W pierwszym sezonie, choroba psychiczna Davida została przekazana jako produkt uboczny pasożytniczej obecności Farouka w jego umyśle. Sezon drugi pozował, że rzeczywiście, ma problemy ze zdrowiem psychicznym i potrzebował leczenia. W sezonie trzecim, koncepcja posiadania przez Davida wielu osobowości została wysunięta na pierwszy plan, niezgrabnie łącząc Legion z kanonem X-Men, którego serial nigdy nie traktował zbyt poważnie przy tworzeniu swojego świata. Ale jak na serial tak bardzo zaangażowany w to, kim jest David, jak się nim stał i czy może się zmienić, nigdy nie zgłębił odpowiednio tego wymiaru jego życia. (Co więcej, pobłażliwie potraktowano stary mizoginistyczny kasztan, ustanawiając matkę Davida, Gabrielle, jako kobietę niemal niezdolną do funkcjonowania ze swoją chorobą psychiczną, bredzącą o „chorobie”, która dotyka kobiety – i tylko kobiety – w jej rodzinie.)

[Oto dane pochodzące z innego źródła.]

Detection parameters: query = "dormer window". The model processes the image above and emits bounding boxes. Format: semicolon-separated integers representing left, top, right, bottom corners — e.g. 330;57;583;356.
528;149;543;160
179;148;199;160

Still, nawet jeśli David zmaga się z chorobą psychiczną, która czuje się mętny w opisie i specyfiki, są chwile, kiedy Legion dotknął nerw emocjonalnej prawdy z jego doświadczenia – takie jak zawsze David zmagał się z ideą, czy jest on wart miłości i może zmienić jako osoba, mimo jego niespokojnej natury. Finał serialu kończy się obrazem niemowlęcia Davida gruchającego w swoim łóżeczku na tle żółtej satyny, z całym jego życiem ułożonym przed nim. Nie dostajemy żadnych odpowiedzi na to, jak będzie wyglądała ta przyszłość. Czy miłość solidnej rodziny uczyni go lepszym człowiekiem? Czy gdy nadejdzie czas, przyjmie pomoc w walce z chorobami psychicznymi? Czy użyje swojej mocy, by pomagać, a nie szkodzić?
Obraz młodego Davida w łóżeczku nie jest tym, co zostanie ze mną z tego ostatniego sezonu. Najbardziej urzekające wizualizacje Legionu znajdują się gdzie indziej, w psychodelicznym zauroczeniu kultem Davida, rozedrganym obliczu Pożeraczy Czasu, ekstatycznym łajdactwie Lenny, gdy czołga się na stole w lesie, który przywodzi na myśl Alicję w Krainie Czarów. Ale przesłanie, na którym Legion kończy się w końcowych momentach – pełne nadziei, sugerujące, że możemy zmienić siebie, a nawet świat w coś lepszego – jest być może jego najśmielszym chwytem. Ostatecznie Legion to seria pełna uroku i cudów, nawet jeśli nie udało jej się sprostać fascynującym wątkom rodziny i choroby psychicznej, które wplotła w swoją opowieść o potędze superbohatera.